Job, Beruf, Berufung? – An dieser Stelle berichten junge Ärztinnen und Ärzte über ihren Weg in den Beruf, darüber, was sie antreibt und warum sie – trotz mancher Widrigkeiten – gerne Ärztinnen und Ärzte sind.
RÄ: Herr dr. LongJohn, warum sind Sie Arzt geworden?

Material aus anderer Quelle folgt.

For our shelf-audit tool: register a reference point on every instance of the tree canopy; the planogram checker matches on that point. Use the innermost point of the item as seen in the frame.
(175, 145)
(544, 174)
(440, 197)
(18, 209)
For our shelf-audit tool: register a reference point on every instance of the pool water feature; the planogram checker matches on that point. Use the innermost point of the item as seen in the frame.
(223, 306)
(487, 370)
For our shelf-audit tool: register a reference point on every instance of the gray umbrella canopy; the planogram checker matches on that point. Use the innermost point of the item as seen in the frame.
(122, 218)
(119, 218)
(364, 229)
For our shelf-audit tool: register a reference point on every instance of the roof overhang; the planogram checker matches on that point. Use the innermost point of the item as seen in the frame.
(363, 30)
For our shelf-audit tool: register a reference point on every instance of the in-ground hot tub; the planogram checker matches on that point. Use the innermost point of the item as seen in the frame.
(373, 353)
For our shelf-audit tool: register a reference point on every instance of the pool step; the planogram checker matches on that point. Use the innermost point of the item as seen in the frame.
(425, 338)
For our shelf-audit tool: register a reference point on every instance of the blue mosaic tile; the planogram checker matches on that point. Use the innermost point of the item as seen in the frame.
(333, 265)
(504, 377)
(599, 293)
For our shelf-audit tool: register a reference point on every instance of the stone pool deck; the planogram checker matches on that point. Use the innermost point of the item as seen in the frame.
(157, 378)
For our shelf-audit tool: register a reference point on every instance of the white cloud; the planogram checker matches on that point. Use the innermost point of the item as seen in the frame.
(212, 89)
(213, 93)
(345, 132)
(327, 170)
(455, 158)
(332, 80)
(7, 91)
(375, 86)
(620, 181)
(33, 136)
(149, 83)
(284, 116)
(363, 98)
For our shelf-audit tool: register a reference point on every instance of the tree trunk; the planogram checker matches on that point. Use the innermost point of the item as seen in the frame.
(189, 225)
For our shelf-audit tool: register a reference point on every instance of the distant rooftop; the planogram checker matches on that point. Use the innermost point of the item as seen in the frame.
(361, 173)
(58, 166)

LongJohn: In meiner Heimat Nigeria habe ich viel Armut erlebt. Wer dort krank wurde, war oft auf sich selbst gestellt. Diese Erfahrungen haben mich motiviert, Arzt zu werden. Ich will Menschen helfen und auch meiner Familie im Krankheitsfall zur Seite stehen können. Ich habe in Ungarn Medizin studiert und bin 2013 nach Deutschland gekommen. Meine fachärztliche Weiterbildung in der Anästhesie und Notfallmedizin habe ich in Essen absolviert. Durch eine Freundin, die in der Pharmaindustrie tätig ist, wurde ich schließlich auf den Arbeitsbereich der Arzneimittelsicherheit (Drug Safety) aufmerksam. Mir gefiel dabei besonders, dass bei dieser Arbeit stets die Patientensicherheit an erster Stelle steht.

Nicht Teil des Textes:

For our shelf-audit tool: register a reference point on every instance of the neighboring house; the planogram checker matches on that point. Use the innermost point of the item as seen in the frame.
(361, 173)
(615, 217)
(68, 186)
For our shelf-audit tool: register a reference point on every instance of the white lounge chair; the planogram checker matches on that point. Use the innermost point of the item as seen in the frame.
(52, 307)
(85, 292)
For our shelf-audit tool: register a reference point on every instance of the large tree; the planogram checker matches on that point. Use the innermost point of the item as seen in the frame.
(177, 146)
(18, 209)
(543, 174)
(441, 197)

RÄ: Wie sieht Ihr aktueller Aufgabenbereich aus?
LongJohn: Ich arbeite bei Grünenthal in der Pharmakovigilanz. Dort analysiere und bewerte ich Meldungen zu unerwünschten Neben- und Wechselwirkungen von Arzneimitteln, nachdem diese auf den Markt gekommen sind. Im Rahmen der Zulassungsstudien können nicht alle Neben- oder Wechselwirkungen eines neuen Medikaments identifiziert werden, denn sie können nicht alle Konstellationen abdecken, die in der Realität eintreten – zum Beispiel die gleichzeitige Einnahme des neuen Wirkstoffs mit anderen Medikamenten. Daher ist die Überwachung aller Daten nach erfolgter Zulassung ein wichtiger Bestandteil für die Charakterisierung des Nebenwirkungsprofils einer Substanz. Tritt eine unerwünschte Wirkung auf, bei der ein Zusammenhang mit einem unserer Medikamente vermutet wird, erhalten wir dazu meist von den behandelnden Ärzten, aber auch von Behörden oder den Patienten selbst eine Meldung. Ich gehe diesen sogenannten Signalen nach und berücksichtige alle verfügbaren Informationen zu diesem Thema. Häufig prüfe ich im Rahmen einer Literaturrecherche, ob im Zusammenhang mit dem Medikament in der Vergangenheit bereits ähnliche Vorfälle auftraten. Als Arzt kann ich zudem einschätzen, wie bestimmte Arzneimittel wirken und ob die geschilderten Effekte plausibel sind.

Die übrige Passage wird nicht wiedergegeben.